Vistas desde la cima
Vistas desde la cima

Merece la pena el esfuerzo, merece la pena aguantar a los japos y merecen la pena todos y cada uno de los treinta dólares que dejamos en la taquilla. Cuando llegas a la cima se te van todos los males, respiras hondo y sólo puedes dedicarte a contemplar lo que tienes a tu alrededor. Toda la llanura central de Sri Lanka a tus pies; bosques, selva, naturaleza en estado puro mires hacia donde mires. Estás en una explanada de hectárea y media rodeado de los restos arquitectónicos de lo que fueron edificaciones del antiguo imperio ceilandés de Kassapa y te sientes como si tuvieras todo el país a tus pies. En definitiva, un espectáculo para la vista. Sólo hay un problemilla: si bien no dejan de ser unas vistas impresionantes, que en la «foto» no se vea la Roca del León le quita bastante encanto al asunto. ¿Puede decirse que son las mejores vista de Sri Lanka aquellas en las que no se ve lo más bonito del país? Está claro que no. Pero nosotros, que somos gente muy leída, teníamos remedio para esto. Y este remedio se llama Pidurangala Rock, un montículo elevado al sur de la Roca del León, desde donde presumíamos que el espectáculo sería, entonces sí, completo.

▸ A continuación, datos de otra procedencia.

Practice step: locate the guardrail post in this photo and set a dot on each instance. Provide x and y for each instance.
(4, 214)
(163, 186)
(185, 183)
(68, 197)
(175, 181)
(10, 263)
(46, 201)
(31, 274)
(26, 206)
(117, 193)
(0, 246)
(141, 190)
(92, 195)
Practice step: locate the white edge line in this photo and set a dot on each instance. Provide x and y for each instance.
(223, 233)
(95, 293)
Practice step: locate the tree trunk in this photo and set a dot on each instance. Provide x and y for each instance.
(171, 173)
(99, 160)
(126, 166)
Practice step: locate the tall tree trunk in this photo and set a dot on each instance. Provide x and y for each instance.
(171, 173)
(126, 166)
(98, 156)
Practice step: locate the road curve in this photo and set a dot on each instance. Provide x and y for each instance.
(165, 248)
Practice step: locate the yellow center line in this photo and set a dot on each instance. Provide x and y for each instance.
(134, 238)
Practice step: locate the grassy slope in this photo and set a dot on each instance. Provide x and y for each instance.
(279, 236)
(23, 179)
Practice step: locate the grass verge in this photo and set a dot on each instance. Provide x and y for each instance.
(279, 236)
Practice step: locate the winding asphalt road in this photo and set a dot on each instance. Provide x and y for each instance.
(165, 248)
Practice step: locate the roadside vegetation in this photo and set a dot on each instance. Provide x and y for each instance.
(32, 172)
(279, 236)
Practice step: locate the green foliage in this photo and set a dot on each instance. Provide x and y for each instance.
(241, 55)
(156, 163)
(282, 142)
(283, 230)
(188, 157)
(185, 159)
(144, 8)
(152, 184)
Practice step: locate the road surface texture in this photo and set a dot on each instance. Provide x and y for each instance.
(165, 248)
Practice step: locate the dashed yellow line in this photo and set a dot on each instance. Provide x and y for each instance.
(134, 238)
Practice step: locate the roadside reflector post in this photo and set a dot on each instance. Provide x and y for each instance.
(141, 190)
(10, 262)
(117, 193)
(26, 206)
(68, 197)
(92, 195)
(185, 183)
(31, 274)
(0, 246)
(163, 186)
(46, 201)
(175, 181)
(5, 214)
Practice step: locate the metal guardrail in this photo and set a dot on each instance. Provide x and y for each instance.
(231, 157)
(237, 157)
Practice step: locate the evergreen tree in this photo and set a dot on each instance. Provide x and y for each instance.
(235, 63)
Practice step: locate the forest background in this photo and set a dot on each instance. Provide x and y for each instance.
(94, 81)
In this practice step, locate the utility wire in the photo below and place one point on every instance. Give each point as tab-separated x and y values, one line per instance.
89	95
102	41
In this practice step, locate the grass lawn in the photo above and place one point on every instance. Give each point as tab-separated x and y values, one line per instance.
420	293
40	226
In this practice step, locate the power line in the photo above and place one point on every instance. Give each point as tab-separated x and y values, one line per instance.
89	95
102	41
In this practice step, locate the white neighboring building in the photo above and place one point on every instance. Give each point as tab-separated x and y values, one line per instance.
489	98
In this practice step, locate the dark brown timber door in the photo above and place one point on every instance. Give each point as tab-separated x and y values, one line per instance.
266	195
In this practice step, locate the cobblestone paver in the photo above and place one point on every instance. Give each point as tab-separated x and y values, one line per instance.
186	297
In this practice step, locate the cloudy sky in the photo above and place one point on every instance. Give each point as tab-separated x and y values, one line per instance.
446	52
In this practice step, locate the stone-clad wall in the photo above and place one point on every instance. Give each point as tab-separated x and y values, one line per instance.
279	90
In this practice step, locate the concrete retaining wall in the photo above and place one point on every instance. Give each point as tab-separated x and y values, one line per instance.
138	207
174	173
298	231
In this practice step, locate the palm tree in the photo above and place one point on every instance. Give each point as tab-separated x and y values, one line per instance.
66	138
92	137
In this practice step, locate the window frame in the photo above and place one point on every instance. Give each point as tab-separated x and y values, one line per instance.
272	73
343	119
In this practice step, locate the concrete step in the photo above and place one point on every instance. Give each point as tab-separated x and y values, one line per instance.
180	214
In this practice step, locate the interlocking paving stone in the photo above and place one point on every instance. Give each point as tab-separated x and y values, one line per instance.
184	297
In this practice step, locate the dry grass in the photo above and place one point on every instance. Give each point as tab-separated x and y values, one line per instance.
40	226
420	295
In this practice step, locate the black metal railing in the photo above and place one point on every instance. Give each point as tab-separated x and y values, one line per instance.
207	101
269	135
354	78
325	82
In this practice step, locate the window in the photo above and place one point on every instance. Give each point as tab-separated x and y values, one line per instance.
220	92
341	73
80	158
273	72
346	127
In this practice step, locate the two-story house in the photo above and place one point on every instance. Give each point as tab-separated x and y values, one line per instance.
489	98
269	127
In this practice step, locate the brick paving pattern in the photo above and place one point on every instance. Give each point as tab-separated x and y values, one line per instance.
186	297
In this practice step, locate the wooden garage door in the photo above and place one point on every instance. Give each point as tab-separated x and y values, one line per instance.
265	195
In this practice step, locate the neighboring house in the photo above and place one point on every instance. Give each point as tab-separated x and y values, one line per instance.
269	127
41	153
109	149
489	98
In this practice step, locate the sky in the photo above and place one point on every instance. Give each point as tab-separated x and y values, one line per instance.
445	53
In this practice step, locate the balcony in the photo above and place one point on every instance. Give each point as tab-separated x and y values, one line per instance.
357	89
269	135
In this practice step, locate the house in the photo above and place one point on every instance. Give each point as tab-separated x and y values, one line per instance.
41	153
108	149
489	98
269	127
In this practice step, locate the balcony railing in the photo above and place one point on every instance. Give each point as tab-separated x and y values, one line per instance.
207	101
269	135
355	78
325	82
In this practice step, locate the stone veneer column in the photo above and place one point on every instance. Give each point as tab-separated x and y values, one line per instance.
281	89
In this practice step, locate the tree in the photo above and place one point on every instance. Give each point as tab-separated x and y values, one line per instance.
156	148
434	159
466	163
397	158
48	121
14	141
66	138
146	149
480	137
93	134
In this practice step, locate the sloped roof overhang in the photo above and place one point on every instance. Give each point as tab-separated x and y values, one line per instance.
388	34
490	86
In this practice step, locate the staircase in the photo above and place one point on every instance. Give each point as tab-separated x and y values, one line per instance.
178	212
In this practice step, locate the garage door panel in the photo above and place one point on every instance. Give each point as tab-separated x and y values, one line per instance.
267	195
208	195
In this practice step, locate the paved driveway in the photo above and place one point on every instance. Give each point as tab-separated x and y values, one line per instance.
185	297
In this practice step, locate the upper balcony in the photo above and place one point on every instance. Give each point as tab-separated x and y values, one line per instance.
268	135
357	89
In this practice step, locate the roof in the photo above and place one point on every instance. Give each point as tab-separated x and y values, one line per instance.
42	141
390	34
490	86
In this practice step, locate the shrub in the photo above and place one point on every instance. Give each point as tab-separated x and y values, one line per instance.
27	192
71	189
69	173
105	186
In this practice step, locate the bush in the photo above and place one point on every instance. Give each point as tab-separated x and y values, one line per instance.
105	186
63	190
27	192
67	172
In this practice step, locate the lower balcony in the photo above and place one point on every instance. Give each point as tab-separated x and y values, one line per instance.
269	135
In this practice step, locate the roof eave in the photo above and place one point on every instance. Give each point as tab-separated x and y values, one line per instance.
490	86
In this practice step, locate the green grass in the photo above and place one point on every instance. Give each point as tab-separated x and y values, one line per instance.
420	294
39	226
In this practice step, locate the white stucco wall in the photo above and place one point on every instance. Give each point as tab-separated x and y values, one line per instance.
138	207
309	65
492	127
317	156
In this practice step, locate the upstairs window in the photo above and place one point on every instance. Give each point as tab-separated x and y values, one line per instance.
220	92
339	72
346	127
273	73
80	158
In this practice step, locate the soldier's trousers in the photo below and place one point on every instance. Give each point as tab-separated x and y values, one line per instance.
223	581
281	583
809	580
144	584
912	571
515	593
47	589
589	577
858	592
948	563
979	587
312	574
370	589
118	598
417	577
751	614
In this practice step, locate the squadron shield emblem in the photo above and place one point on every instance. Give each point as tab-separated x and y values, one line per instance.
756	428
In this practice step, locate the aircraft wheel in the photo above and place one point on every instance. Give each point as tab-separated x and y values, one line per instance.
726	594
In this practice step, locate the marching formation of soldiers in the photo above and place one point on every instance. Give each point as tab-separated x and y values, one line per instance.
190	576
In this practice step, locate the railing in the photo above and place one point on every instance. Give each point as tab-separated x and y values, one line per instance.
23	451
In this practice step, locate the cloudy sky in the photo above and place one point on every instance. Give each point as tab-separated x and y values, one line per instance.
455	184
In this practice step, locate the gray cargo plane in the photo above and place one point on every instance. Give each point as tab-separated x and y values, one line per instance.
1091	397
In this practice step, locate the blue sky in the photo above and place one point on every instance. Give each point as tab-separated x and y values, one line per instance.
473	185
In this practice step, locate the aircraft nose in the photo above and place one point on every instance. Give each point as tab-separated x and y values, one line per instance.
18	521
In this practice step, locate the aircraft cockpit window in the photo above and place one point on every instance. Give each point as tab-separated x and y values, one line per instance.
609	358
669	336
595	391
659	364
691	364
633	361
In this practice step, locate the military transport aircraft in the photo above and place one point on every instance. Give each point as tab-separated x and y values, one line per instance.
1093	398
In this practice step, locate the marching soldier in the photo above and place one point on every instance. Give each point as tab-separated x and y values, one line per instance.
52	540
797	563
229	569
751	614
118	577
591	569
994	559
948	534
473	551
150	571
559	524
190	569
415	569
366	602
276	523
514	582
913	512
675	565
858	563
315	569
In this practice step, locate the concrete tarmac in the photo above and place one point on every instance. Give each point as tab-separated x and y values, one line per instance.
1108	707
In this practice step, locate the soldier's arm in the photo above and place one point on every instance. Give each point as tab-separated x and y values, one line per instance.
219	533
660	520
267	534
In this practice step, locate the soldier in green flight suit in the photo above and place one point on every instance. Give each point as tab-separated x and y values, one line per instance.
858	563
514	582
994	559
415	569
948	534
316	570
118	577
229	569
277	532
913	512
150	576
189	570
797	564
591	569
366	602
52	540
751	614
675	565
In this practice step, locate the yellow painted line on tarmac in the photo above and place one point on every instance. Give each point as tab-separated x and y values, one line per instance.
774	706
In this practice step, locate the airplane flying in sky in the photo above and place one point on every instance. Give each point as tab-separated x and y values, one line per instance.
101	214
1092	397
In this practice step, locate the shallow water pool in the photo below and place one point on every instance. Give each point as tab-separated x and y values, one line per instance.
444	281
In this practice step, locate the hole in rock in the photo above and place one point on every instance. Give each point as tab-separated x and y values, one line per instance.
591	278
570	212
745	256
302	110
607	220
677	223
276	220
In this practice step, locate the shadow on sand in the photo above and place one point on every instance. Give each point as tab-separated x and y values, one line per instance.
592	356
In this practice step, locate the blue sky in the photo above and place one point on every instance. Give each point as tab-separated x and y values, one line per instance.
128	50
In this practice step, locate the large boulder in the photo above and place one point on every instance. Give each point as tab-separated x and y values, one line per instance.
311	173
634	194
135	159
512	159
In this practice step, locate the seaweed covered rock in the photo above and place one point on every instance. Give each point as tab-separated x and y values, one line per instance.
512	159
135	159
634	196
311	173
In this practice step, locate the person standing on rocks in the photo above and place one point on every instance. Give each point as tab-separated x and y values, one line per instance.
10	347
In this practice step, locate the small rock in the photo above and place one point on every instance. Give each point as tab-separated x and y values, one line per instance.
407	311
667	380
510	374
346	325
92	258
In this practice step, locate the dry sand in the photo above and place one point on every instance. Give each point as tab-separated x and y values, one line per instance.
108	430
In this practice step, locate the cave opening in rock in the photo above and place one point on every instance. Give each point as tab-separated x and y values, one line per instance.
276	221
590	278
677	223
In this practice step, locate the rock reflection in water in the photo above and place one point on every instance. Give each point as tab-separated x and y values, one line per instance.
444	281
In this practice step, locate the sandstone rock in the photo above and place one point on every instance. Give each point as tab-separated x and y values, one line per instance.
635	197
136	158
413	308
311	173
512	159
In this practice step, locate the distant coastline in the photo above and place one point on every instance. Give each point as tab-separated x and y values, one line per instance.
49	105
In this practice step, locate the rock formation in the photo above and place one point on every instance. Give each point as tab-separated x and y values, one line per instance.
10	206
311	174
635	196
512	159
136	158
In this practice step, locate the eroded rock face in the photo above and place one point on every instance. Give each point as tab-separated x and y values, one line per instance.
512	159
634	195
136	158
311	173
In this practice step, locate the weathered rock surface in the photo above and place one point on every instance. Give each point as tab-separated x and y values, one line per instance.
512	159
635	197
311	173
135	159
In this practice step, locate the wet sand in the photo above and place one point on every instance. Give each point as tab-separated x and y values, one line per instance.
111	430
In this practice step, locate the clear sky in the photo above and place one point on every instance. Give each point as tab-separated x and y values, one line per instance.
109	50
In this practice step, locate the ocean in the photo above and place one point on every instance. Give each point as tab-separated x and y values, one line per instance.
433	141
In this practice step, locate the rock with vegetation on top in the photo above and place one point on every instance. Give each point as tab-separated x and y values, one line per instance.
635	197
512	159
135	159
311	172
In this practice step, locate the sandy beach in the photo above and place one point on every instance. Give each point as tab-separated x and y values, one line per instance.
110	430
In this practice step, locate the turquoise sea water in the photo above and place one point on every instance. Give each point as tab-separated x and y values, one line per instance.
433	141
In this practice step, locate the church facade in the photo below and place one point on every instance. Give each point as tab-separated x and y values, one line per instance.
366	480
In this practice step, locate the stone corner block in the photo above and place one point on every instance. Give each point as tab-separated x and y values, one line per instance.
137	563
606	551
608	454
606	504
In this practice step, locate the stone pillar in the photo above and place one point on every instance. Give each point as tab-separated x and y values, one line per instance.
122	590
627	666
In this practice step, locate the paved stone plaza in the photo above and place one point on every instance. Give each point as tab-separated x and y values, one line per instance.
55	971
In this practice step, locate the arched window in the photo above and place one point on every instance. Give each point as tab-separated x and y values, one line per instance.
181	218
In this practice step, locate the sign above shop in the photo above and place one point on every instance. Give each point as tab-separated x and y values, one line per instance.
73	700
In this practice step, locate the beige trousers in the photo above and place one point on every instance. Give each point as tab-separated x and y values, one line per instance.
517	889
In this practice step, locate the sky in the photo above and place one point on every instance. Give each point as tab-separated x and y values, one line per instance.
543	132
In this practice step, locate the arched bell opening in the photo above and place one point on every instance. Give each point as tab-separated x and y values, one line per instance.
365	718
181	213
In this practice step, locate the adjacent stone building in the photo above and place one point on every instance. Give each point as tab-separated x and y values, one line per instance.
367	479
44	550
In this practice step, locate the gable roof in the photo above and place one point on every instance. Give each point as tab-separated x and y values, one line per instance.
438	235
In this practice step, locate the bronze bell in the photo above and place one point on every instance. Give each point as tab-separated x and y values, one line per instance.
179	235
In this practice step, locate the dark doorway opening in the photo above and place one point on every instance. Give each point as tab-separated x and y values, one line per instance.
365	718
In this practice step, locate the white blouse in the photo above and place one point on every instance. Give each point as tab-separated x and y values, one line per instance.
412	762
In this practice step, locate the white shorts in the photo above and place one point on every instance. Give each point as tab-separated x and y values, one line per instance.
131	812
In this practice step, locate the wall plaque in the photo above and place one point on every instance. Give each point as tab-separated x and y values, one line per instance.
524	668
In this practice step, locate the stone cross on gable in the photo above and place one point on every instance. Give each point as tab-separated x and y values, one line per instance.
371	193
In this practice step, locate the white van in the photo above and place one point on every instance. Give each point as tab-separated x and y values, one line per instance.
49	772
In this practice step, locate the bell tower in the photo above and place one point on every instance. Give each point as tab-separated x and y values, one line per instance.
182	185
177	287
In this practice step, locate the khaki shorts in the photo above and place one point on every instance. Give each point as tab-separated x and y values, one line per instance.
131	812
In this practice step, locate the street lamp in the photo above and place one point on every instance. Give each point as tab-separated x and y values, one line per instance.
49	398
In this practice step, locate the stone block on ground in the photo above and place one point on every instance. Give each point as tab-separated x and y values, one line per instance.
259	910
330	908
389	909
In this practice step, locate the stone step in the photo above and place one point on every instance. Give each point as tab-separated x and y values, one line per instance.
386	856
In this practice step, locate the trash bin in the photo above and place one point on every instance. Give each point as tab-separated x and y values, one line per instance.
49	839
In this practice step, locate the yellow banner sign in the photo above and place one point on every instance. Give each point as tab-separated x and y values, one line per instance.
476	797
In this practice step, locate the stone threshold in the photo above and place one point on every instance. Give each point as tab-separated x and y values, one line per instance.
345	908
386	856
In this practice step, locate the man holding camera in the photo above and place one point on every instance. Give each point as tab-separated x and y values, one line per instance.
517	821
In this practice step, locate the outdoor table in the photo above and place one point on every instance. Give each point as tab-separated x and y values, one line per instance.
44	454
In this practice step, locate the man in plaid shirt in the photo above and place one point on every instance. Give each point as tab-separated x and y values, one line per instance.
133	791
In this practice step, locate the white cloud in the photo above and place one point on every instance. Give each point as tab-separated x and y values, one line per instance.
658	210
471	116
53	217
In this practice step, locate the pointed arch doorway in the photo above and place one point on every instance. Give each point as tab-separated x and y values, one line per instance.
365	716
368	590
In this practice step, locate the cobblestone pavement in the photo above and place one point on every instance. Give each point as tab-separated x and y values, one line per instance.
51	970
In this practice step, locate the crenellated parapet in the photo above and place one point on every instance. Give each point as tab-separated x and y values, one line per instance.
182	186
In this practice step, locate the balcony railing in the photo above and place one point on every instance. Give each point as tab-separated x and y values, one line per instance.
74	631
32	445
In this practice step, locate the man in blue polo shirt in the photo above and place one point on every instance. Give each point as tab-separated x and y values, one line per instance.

Pero esa aventura la dejaríamos ya para el día siguiente. Ahora tocaba bajar. Más de lo mismo: codazos, empujones, insultos que nadie entiende… y así hasta llegar abajo, darte la vuelta y contemplar la roca por última vez, con los colores del atardecer enrojeciéndola más si cabe. Deshicimos el camino andado a la ida, llegamos hasta el tuk-tuk y, ya completamente de noche, nos encaminamos hacia la salida. Tuvimos que hacer un poco de monte a través con La Perla ya que nos encontramos con la valla de acceso cerrada y no podíamos salir. Nada que no pudiéramos solucionar con un poco de tozudez y bastante catetismo ilustrado. Aunque todavía era pronto, decidimos que el día había dado para mucho y que no era cuestión de alargarlo más de la cuenta. Así que, esta vez, las cervezas serían tempranas. Buscábamos un garito donde nos sirvieran alcohol, tarea harto difícil en algunos lugares de Sri Lanka, y un buen hombre que nos vio con cara de panolis, nos ofreció su bar: el famoso Shenadi. Comparado con los que le rodeaban, todos preparadísimos para las hordas de turistas que que pululan por allí, el nuestro era lo más cutre del lugar. Pero como ya os hemos dicho otras veces, a nosotros la cutrez nos pone. Así que asentamos nuestros cansados culos en la terracita (por llamarlo de alguna forma) del lugar, pedimos las cervezas y, ya puestos, la cena, y nos quedamos allí sentados charlando con el dueño y viendo pasar a lo más granado de la flora y fauna turística japonesa y de otras partes de la galaxia.

La Roca del León al atardecer
La Roca del León al atardecer

 

El trato, la cerveza fría y la cena fueron merecedores de un «Gallina World Award», exclusivos premios que concede la gallina cuando esta muy a gustico en algún sitio. Y el Shanadi se lo había ganado. El día no daba para más. Agotados de tanto subir y bajar rocas, decidimos que era buena idea irse al sobre. Nos despedimos del dueño del bar, arrancamos el tuk-tuk y diez minutos más tarde estábamos en la cama. Había que reponer fuerzas. Aún nos quedaba una roca más: Pidurangala Rock o el truco del almendruco. Pero eso ya lo dejaríamos para el día siguiente. Empezábamos a poner rumbo al este.